Quanto è importante non aver preso gol in trasferta? Quanto conta difendere alti?

"Se si difende alti si rischia di più, ma alcuni rischi vanno presi quando si gioca a calcio. Ci sono giocatori di fantasia che devono provare le giocate, saper scegliere il momento di provare le giocate è una qualità dei giocatori. A volte le partite si risolvono in un secondo, essere pronti in quegli attimi è fondamentale. Siamo stati bravi oggi, facendo un calcio più liquido senza mai perdere ordine ed equilibrio. A volte ci sta di perdere palla forzando qualche giocata, ma non abbiamo concesso le ripartenze. Abbiamo fatto un calcio di qualità, andando spesso dietro le spalle senza andare troppo addosso: se l'Udinese la porti nella sua area di rigore è poi difficile fare gol per la fisicità e la forza che hanno. Le verticalizzazioni improvvise, come quella che ha determinato il gol, sono state scelte giuste che hanno fatto saltare il banco. Stasera c'è stata una scelta corretta su quali giocate rischiare e quando consolidare la fase di possesso".

Oggi McKennie a destra, come mai?

"Ultimamente ha sempre giocato a destra, difende lì perché quando le squadre hanno giocatori a tutta fascia lui chiude per poi entrare dentro il campo in fase offensiva. Uno con la capacità di adattarsi in qualsiasi parte venga messo è difficile da trovare". 

La Juventus è più forte di Como e Roma?

"La Juve è più forte se gioca un calcio da squadra forte, se fa vedere una mentalità dove vuole giocare senza stare per terra e lamentarsi, andando sui contrasti e conducendo il pallone.
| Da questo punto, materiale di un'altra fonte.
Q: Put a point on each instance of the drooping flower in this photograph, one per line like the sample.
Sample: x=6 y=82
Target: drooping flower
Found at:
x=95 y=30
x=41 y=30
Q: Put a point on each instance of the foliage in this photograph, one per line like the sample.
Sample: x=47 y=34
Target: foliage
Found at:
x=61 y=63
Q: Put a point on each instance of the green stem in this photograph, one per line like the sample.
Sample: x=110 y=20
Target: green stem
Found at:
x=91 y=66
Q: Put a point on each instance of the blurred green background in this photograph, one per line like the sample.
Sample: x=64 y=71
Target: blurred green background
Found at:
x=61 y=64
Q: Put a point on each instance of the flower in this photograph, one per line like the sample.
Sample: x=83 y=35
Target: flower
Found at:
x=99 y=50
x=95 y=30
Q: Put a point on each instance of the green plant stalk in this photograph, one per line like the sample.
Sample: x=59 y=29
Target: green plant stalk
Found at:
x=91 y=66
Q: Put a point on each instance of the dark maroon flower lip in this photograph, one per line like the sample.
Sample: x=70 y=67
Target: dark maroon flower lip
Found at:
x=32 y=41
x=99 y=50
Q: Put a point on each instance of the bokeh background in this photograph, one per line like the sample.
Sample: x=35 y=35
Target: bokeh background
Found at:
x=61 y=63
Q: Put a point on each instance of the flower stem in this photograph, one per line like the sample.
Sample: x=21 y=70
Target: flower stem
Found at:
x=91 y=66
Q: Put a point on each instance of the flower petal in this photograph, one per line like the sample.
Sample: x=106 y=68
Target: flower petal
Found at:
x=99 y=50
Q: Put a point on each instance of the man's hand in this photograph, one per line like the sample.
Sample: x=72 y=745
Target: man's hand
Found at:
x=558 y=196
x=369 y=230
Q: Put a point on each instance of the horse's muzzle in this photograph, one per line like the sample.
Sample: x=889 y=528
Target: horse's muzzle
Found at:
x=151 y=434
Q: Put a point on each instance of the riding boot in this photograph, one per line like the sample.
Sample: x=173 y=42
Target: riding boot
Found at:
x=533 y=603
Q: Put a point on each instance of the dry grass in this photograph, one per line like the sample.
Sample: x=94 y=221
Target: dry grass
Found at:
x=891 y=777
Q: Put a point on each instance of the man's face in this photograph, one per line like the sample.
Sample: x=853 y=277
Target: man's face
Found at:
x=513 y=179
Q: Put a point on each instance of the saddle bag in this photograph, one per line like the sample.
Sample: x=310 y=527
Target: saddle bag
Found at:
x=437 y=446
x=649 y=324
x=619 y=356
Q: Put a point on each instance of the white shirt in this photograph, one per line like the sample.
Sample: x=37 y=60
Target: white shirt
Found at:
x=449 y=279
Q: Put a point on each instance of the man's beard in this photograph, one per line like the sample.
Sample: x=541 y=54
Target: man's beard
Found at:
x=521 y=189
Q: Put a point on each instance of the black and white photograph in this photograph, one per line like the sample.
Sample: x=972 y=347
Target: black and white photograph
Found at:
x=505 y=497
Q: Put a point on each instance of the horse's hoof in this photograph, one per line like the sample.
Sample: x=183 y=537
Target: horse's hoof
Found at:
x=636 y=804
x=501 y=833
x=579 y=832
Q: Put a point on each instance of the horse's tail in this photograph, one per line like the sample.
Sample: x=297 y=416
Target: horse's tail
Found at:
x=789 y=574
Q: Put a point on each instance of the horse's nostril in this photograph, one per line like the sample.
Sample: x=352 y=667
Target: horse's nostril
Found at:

Quando fa tutte le cose che ha fatto stasera, perché è da queste partite che si risale sull'aereo che porta a giocare le partite più belle del calcio, da qui si riparte, sennò diventa difficile".

Ci si aspettava un Boga così determinante?

"Sono stati bravi i direttori che l'hanno tirato fuori, quando l'abbiamo preso in considerazione l'idea era quello di rimetterlo in condizione perché era da 5 mesi che si allenava da solo. Lui è un tipo nervoso, muscolare, veloce, gli sono bastati pochi allenamenti per tornare in condizione: ciò racconta anche la professionalità del ragazzo, che anche allenandosi da solo ha saputo sviluppare allenamenti che l'hanno fatto rimanere in buona condizione. Stasera è stato bravissimo".